Project manager Carolyn Jones said North Carolinians quickly started seeking help navigating care across state lines after the state’s law took effect.

For example, Jones said, a family in North Carolina was left in a tough spot after an appointment scheduled at Duke’s Child and Adolescent Gender Care Clinic for their 12-year-old child to start puberty blockers did not come soon enough. Because the care was not ready to be initiated before Aug. 1, the family had to pivot away from the medical providers they had an established relationship with to travel to Virginia to receive care that had been years in the making.

Every family’s plan is different, Jones said, but South Carolina and Virginia — two nearby states without bans — are frequently places where North Carolinians can pursue care, though that’s not always the answer.

“Some families traveling to Seattle for one reason or another makes more sense than traveling to Virginia,” Jones said. “Maybe they have family over there. Maybe they have a really young kid and just want to establish something really consistent within a state that they could guarantee will be safe for that care for the time being.”

Jones said her work is constantly cobbling together a network of regional providers who will take on patients in these circumstances. It’s a job that’s gotten harder due to an increasingly restrictive environment and providers stepping back from advertising their services or providing the care altogether due to being targeted by protestors and news coverage.

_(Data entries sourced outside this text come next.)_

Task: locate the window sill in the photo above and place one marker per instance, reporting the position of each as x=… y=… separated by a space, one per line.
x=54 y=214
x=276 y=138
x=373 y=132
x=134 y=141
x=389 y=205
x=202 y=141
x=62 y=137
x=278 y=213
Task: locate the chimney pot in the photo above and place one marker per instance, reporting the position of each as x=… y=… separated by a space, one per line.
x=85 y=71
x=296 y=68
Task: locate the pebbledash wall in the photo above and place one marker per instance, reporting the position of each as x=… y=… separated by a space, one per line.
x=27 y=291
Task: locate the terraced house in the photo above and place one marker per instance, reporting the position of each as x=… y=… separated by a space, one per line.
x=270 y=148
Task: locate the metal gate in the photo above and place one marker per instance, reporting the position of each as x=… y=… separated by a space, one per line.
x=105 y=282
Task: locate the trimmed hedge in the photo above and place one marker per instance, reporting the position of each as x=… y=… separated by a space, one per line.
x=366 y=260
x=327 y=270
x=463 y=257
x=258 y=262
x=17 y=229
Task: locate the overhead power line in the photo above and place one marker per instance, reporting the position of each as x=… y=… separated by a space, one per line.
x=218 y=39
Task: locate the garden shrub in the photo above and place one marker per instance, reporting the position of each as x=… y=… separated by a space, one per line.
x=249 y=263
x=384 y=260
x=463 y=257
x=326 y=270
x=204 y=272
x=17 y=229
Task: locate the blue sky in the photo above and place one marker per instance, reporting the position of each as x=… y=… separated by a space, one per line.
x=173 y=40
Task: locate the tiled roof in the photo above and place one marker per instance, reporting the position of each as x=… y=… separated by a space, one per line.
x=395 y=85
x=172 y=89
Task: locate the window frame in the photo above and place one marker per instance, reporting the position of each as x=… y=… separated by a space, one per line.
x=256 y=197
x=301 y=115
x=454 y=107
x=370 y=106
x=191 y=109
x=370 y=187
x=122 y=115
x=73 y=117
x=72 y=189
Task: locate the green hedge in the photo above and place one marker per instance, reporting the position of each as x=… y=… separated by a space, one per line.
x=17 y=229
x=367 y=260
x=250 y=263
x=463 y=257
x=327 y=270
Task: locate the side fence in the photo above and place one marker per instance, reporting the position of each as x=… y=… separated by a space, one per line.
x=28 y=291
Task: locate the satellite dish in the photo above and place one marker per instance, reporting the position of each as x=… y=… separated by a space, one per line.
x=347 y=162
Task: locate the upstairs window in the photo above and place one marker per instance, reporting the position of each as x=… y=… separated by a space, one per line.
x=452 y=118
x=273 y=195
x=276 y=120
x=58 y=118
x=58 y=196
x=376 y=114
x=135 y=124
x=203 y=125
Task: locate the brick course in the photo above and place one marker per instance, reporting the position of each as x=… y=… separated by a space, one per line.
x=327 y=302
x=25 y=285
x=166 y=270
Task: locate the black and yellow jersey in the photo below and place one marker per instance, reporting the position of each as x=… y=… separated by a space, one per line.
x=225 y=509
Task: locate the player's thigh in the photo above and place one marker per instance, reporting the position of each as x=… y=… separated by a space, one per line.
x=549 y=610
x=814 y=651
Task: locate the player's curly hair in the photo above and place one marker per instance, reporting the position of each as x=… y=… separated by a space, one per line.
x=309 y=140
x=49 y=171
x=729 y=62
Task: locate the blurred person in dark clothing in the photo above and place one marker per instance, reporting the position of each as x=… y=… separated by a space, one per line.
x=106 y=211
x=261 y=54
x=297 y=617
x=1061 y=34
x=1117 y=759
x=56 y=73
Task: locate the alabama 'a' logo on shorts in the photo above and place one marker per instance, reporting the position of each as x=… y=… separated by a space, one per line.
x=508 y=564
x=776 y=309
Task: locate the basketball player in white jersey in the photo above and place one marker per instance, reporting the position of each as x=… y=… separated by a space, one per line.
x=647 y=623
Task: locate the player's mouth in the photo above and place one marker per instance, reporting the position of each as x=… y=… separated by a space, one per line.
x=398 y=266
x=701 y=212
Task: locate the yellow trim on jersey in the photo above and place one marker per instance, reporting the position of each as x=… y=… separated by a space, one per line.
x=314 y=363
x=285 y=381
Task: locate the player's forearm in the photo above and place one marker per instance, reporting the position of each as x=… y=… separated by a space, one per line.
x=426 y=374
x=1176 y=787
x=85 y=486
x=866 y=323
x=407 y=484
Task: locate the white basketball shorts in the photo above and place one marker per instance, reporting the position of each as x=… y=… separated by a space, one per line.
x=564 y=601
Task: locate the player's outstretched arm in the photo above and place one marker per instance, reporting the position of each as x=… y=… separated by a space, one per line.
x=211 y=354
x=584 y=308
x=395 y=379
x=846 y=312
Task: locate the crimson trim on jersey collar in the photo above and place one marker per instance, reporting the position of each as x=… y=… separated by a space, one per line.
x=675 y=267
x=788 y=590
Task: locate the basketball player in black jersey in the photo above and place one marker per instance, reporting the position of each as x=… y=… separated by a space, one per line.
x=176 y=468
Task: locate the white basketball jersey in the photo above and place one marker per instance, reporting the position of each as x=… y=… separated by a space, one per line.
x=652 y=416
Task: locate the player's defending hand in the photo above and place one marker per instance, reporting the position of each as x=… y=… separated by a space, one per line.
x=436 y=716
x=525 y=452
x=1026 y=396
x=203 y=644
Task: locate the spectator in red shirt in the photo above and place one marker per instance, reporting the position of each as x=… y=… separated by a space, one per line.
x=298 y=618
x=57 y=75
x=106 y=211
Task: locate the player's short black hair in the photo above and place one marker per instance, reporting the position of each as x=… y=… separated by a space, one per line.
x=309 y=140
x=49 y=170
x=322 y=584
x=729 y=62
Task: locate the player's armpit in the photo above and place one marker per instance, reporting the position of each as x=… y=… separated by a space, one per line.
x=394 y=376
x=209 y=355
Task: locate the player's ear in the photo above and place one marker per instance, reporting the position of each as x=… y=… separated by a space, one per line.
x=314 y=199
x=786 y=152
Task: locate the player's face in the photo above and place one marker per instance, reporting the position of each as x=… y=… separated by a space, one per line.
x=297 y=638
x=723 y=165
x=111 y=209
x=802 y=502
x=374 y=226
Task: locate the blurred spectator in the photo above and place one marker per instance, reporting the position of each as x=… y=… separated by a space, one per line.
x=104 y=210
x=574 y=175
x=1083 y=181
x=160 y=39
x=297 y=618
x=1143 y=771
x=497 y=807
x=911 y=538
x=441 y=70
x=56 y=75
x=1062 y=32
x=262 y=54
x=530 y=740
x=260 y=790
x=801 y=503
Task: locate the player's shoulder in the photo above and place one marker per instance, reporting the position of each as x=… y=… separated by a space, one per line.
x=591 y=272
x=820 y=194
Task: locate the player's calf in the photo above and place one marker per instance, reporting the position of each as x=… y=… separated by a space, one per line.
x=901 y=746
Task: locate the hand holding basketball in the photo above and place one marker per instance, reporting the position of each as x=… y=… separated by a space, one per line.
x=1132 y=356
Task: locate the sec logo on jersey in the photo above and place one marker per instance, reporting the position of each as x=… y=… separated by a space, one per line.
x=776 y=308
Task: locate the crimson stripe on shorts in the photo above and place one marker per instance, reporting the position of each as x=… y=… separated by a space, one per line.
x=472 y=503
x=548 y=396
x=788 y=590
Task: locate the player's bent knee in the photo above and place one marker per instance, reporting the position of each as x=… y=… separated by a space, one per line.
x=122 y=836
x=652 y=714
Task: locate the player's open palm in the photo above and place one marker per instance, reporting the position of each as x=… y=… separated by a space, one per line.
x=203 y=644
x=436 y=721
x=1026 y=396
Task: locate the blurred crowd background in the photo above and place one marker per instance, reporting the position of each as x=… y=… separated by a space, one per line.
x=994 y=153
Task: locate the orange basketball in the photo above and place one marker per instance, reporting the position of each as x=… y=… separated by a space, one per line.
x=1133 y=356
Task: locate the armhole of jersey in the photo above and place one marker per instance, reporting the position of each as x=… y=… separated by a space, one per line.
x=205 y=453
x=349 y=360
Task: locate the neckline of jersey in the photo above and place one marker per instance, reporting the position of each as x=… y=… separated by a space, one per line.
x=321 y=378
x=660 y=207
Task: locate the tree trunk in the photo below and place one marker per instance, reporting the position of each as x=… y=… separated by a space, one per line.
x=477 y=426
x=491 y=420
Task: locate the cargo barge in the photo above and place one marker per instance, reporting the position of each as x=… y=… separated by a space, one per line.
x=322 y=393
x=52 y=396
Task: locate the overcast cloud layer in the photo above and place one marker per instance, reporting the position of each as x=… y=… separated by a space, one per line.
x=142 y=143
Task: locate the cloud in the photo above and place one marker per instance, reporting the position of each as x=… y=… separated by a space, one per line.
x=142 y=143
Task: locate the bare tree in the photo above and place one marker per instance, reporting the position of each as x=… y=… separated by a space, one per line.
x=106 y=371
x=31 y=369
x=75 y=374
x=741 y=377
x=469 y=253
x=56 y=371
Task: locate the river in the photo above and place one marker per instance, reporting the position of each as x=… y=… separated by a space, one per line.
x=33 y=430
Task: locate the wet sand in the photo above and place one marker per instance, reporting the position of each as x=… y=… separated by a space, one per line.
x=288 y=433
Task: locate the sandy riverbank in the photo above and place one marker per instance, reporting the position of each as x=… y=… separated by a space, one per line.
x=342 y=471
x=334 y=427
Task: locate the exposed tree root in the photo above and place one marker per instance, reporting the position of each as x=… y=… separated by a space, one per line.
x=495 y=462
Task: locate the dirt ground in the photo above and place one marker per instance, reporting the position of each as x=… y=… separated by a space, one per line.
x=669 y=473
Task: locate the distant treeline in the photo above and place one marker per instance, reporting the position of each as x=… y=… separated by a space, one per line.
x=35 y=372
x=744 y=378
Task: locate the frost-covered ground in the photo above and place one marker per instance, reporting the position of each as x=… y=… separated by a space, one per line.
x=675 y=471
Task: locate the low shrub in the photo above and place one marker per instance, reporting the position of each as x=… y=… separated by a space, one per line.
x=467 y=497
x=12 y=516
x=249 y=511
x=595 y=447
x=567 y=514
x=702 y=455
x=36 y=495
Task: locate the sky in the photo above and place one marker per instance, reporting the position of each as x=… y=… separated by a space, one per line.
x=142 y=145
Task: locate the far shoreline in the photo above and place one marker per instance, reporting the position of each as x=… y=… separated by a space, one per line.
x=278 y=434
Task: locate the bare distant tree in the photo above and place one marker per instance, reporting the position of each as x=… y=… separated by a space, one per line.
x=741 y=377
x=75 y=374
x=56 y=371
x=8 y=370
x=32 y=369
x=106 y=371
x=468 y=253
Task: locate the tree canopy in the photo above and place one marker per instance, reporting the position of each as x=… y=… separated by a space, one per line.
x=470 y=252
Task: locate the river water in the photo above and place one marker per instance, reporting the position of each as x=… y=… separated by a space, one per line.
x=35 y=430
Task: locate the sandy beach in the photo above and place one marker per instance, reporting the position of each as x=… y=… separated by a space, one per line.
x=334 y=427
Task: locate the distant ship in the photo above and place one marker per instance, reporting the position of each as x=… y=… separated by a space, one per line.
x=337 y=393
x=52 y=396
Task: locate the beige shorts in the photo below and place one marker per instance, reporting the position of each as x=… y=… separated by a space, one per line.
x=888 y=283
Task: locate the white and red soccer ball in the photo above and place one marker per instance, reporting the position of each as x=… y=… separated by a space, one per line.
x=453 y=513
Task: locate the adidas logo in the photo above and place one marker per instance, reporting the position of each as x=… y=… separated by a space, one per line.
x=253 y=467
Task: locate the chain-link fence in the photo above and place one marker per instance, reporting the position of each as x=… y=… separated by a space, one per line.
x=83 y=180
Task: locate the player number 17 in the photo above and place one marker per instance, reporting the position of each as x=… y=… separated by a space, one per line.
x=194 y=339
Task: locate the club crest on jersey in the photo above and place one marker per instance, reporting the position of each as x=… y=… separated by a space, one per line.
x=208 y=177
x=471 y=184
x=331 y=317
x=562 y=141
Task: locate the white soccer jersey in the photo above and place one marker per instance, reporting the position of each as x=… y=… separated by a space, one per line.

But Jones emphasized that bans on gender-affirming health care, like bans on abortion, are not stopping people from receiving the medical care, just forcing people to get it in a more complicated, onerous way.

A mother to a transgender child holds a sign above her head
Erica Street, the mother of a transgender child, advocates for the rights of transgender youth. Credit: Courtesy of Erica Street

“Families are still moving mountains to get their child the care that they need,” Jones said. “It’s very inspiring to see what families have done and continue to do to make sure that their child gets what they need in the face of legislative horror, for lack of a better term.”

Medical providers and families with transgender youth say it shouldn’t be this difficult — that the evidence-based care should be available in their home state.

“The legislature has not walked a mile in our shoes,” Erica Street said. “They have not lived in our house. They have not experienced dysphoria. So how dare they make a decision they know nothing about? Trust doctors. Trust parents. Let us work together for the benefit of our kids.”